A February recommendation by the International Olympic Committee's executive board to throw wrestling out of the Games after 2016 essentially was put on hold Wednesday by the same panel, which voted to include the sport, along with baseball/softball and squash, on a short list of consideration for the 2020 and 2024 Olympics.
The full 101-person IOC general assembly will make a final decision in September to accept one of those three (baseball/softball is a combined bid) as a "provisional sport" in the two Olympic programs that follow the 2016 Rio de Janeiro Games.
"I'm very relieved, very pleased for the sport," said Jim Scherr, the 1988 Olympic bronze medalist who chairs the Committee to Preserve Olympic Wrestling that was formed after the February IOC decree that shocked his sport. "But this is only the first step. We must convince the general assembly that wrestling deserves to remain on the program."

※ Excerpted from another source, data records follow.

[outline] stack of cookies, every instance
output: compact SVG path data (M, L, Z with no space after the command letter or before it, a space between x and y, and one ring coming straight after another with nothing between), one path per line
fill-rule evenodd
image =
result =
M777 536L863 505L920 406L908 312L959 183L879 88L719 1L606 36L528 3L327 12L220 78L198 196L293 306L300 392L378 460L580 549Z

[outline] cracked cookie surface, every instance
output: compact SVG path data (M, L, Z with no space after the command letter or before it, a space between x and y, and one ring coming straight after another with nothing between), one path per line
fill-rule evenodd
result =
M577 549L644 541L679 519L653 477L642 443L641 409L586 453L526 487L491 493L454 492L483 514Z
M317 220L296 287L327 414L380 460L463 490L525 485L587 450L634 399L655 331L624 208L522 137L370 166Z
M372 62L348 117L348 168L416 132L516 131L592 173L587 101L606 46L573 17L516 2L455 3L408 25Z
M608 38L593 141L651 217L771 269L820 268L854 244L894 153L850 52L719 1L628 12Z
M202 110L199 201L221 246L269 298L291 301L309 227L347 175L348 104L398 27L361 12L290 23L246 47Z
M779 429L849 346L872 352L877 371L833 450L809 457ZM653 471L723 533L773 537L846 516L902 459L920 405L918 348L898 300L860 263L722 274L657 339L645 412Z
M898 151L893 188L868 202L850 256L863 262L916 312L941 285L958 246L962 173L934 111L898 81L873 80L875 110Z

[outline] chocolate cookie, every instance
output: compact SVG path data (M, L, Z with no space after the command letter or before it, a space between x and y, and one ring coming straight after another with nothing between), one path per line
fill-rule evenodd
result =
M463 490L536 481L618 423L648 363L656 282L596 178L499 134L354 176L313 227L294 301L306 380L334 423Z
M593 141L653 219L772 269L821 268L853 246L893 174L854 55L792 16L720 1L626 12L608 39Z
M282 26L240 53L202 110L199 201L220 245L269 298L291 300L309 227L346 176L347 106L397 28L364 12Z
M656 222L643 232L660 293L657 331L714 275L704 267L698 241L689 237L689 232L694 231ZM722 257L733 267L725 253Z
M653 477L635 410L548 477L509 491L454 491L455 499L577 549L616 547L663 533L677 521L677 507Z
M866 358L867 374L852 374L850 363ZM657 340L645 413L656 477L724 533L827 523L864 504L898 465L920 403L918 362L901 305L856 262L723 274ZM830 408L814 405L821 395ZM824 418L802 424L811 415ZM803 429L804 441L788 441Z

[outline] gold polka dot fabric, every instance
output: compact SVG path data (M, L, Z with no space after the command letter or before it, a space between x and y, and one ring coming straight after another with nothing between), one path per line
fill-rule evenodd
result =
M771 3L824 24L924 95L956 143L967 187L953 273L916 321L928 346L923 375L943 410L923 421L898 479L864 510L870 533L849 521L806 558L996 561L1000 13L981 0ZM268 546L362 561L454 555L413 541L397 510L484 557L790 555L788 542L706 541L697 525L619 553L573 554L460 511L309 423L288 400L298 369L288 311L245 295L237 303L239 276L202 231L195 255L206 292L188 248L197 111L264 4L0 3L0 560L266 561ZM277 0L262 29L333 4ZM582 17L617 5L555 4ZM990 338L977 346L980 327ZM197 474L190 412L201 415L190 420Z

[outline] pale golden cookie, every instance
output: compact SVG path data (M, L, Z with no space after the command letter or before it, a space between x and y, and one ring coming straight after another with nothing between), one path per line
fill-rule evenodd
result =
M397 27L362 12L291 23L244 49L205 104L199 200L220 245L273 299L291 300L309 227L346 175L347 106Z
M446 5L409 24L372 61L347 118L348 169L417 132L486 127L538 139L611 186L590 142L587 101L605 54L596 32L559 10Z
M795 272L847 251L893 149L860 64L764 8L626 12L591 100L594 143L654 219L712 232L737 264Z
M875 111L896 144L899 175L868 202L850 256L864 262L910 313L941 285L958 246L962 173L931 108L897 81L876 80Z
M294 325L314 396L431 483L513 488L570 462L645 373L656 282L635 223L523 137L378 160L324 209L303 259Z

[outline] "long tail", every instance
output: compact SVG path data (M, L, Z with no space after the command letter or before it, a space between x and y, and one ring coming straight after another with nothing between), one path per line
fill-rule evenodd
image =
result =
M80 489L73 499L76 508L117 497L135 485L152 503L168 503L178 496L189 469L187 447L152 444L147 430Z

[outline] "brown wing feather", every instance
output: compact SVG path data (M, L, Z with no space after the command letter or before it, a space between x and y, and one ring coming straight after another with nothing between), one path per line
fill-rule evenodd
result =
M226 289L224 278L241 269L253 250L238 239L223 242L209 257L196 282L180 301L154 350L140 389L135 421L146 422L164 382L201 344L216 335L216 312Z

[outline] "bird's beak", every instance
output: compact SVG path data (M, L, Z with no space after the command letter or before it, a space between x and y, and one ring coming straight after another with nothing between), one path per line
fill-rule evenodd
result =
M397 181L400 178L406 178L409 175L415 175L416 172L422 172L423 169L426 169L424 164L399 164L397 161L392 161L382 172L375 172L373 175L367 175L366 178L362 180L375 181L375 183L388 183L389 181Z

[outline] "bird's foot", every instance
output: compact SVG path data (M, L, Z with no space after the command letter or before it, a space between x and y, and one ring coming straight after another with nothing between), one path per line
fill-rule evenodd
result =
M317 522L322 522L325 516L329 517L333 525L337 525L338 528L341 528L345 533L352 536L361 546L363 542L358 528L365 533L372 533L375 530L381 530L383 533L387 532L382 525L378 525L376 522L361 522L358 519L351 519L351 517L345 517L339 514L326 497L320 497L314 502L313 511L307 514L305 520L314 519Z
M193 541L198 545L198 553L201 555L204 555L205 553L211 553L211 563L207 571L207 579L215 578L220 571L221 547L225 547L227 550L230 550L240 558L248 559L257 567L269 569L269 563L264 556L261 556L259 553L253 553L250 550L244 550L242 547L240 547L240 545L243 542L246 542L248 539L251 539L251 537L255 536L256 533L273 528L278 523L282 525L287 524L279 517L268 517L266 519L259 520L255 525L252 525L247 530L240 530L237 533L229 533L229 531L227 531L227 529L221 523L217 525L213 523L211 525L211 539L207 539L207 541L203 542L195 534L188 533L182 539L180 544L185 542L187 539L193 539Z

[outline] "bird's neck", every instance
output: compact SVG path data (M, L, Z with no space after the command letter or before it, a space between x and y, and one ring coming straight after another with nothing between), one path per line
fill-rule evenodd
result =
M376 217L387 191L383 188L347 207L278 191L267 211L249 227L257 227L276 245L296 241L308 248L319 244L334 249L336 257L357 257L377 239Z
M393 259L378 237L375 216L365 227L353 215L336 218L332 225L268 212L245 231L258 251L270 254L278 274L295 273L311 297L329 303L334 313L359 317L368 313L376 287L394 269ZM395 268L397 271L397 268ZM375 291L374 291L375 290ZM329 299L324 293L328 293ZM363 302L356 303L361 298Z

Eight sports -- the other five were karate, roller sports, sport climbing, wakeboarding and the Chinese martial art of wushu -- made presentations to the 15-member executive board at Wednesday's IOC meeting in St. Petersburg, Russia. USA Wrestling federation executive director Rich Bender said during an international teleconference that his sport was put forward for the September vote on the board's first ballot.
Scherr acknowledged that the IOC's suggestion three months ago to drop wrestling, which has a 3,000-year Olympic history, prompted a series of widespread changes that "were probably 20 years overdue."

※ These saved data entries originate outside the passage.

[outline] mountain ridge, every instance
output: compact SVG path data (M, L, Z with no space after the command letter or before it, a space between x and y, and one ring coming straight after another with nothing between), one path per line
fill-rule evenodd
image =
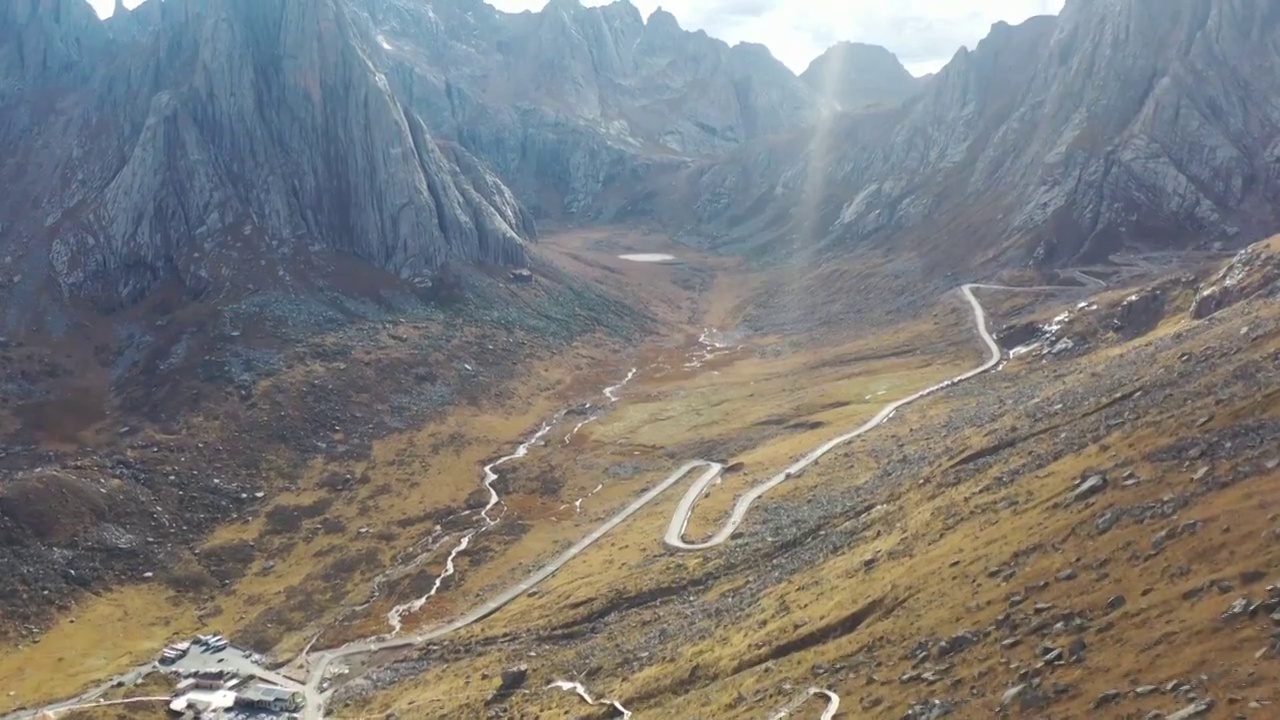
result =
M7 7L0 177L27 190L0 244L27 256L18 295L47 274L108 306L164 278L198 294L243 275L233 236L277 268L268 284L307 275L278 260L316 248L401 277L520 265L535 220L773 258L871 248L936 275L1239 245L1277 220L1280 113L1259 98L1280 90L1280 22L1241 0L1072 0L993 25L927 81L852 44L805 79L628 2L324 0L297 27L277 1L238 3L152 0L106 22L82 0ZM321 23L323 42L299 34ZM18 209L38 200L43 224Z
M34 1L10 6L16 21ZM64 294L110 306L165 279L199 293L239 282L245 255L284 279L304 272L290 267L295 247L350 253L401 277L451 258L524 263L532 219L496 176L405 111L345 2L147 3L109 25L86 20L80 0L61 3L94 42L56 42L66 29L58 22L13 23L24 34L9 40L0 67L27 121L6 124L0 142L62 170L11 162L0 176L33 189L11 203L48 206L43 224L6 230L20 252L47 239ZM123 28L119 38L113 28ZM33 43L56 53L24 60ZM50 109L33 96L65 65L64 45L83 50L81 65L101 67L73 76L42 118ZM58 131L25 134L41 123Z
M800 79L831 97L843 110L895 105L915 95L924 81L907 72L898 56L879 45L839 42L809 63Z
M997 24L888 122L838 123L834 157L815 156L816 135L795 137L775 155L746 150L699 171L687 227L731 245L751 207L766 213L754 229L775 228L753 242L788 246L799 226L786 209L805 191L794 180L820 172L828 182L808 200L821 217L806 219L807 241L893 243L936 251L940 264L953 259L948 243L970 263L1062 265L1128 242L1265 237L1277 220L1265 198L1277 189L1280 115L1257 98L1275 89L1262 58L1277 56L1278 26L1275 13L1235 0L1173 10L1077 0L1059 18ZM1185 40L1170 44L1176 37ZM1178 57L1184 46L1190 58ZM1193 67L1221 80L1197 81ZM1219 116L1202 110L1210 107ZM1206 145L1213 152L1196 150ZM758 204L766 188L788 196L772 214ZM991 240L944 239L979 224Z

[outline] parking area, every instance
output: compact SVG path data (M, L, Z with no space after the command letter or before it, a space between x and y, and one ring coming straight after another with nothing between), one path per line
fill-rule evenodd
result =
M262 660L262 656L234 645L223 650L210 650L207 647L195 645L184 657L171 665L162 664L160 669L174 670L179 673L221 670L241 676L259 675L264 670L260 664Z
M170 706L175 712L203 708L219 711L218 717L228 720L296 720L303 705L302 687L268 670L265 662L220 636L201 636L166 648L156 667L177 678Z

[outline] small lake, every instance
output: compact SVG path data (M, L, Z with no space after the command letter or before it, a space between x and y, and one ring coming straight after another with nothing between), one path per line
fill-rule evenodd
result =
M676 259L675 255L668 255L666 253L630 253L627 255L619 255L618 257L623 260L642 263L671 262Z

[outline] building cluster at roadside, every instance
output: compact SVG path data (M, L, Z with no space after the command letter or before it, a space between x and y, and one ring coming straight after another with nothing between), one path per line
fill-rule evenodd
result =
M263 658L232 647L221 635L199 635L170 645L159 665L178 678L169 710L181 718L281 717L305 705L300 690L284 687L257 670ZM296 717L296 715L292 715Z

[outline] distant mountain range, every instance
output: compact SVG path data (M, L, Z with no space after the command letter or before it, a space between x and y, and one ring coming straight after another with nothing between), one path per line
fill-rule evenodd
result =
M951 267L1257 240L1277 227L1278 62L1274 3L1072 0L997 24L898 108L700 171L689 226Z

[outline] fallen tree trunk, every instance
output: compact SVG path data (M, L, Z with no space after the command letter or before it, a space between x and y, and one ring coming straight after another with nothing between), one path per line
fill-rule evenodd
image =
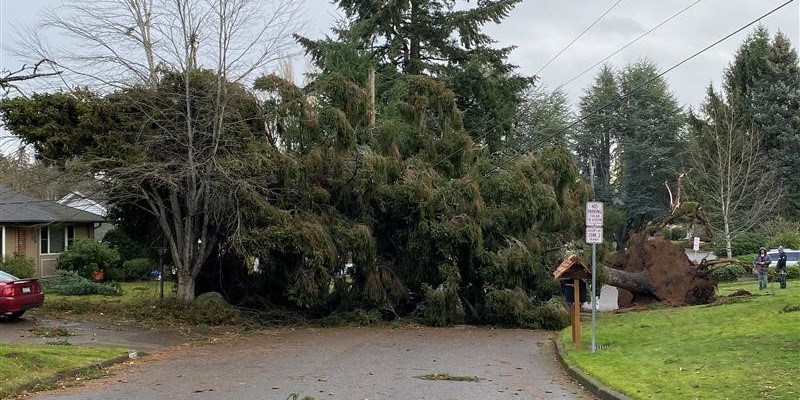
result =
M610 285L626 289L638 299L708 304L716 296L716 282L707 265L692 263L681 247L660 236L631 234L628 248L607 272Z

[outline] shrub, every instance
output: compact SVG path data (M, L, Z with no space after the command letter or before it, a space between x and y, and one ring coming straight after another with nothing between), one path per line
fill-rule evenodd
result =
M56 261L58 269L73 271L91 279L95 270L109 269L119 263L119 253L104 243L80 238L75 239L69 249L61 253Z
M74 272L65 272L57 277L42 280L42 285L48 293L65 296L83 296L100 294L105 296L120 296L122 288L119 285L92 282Z
M131 238L127 233L119 228L114 228L103 237L103 243L108 247L117 250L123 260L133 260L136 258L151 258L147 247Z
M728 264L711 270L711 276L717 282L736 282L740 276L746 275L748 271L739 264Z
M717 254L719 256L719 254ZM744 265L753 265L753 260L756 259L756 253L753 254L743 254L741 256L734 257L736 261L739 261L741 264Z
M767 248L774 249L778 246L800 249L800 236L797 236L794 231L784 231L767 238Z
M772 265L774 266L775 262L773 262ZM778 269L770 267L769 271L767 271L767 275L769 275L769 280L771 281L778 279ZM800 278L800 266L792 265L791 267L786 267L786 278Z
M661 236L669 240L681 240L686 238L686 228L682 226L664 227Z
M8 272L11 275L16 276L17 278L33 278L33 275L36 274L36 268L33 265L33 261L28 260L19 253L14 253L13 258L7 258L0 262L0 270Z
M766 241L764 240L763 236L759 236L754 233L743 233L731 240L731 252L733 253L734 257L743 254L755 254L758 253L758 248L764 246L765 244ZM715 241L712 250L718 257L725 257L725 241ZM750 261L752 262L753 260L750 259Z
M119 266L106 270L106 279L111 281L135 281L146 279L150 271L155 268L155 263L149 258L134 258Z

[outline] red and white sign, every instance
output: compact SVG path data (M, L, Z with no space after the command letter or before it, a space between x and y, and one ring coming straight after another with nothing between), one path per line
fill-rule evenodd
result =
M586 202L586 226L603 226L603 203Z
M603 243L603 227L602 226L587 226L586 227L586 243L600 244Z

The Swiss president of the sport's international governing body, FILA, immediately received a no-confidence vote and resigned, and changes were implemented in the sport's constitution and its competitive rules.
Also, wrestling officials engaged in a massive campaign to better market and explain the sport and its international clout, including a recent exhibition match featuring American, Russian and Iranian wrestlers at Grand Central Terminal.
Scherr said that an attention to more fan-friendly and TV-friendly rules -- creating "more activity and more scoring, and which will remove stalling and remove chance," he said -- plus an emphasis on gender equity combined to convince the IOC board that wrestling is able to meet the IOC's "desire to modernize its sports program."
Wednesday's IOC vote merely was "the semifinals" in wrestling's effort to re-establish its presence in the Olympics, FILA vice president Stan Dziedzic said. "We need to win the finals" at the September vote. But he and Bender said wrestling's arguments to have their sport chosen over baseball/softball and squash would not use "negative" references to those other sports.
Rather, Bender said, they will cite the "relevancy of wrestling to the Olympic movement." They will present wrestling, Dziedzic said, for "its true meritocracy. Two equal-sized contestants, armed with nothing but their wit and will, is as true a meritocracy as we have."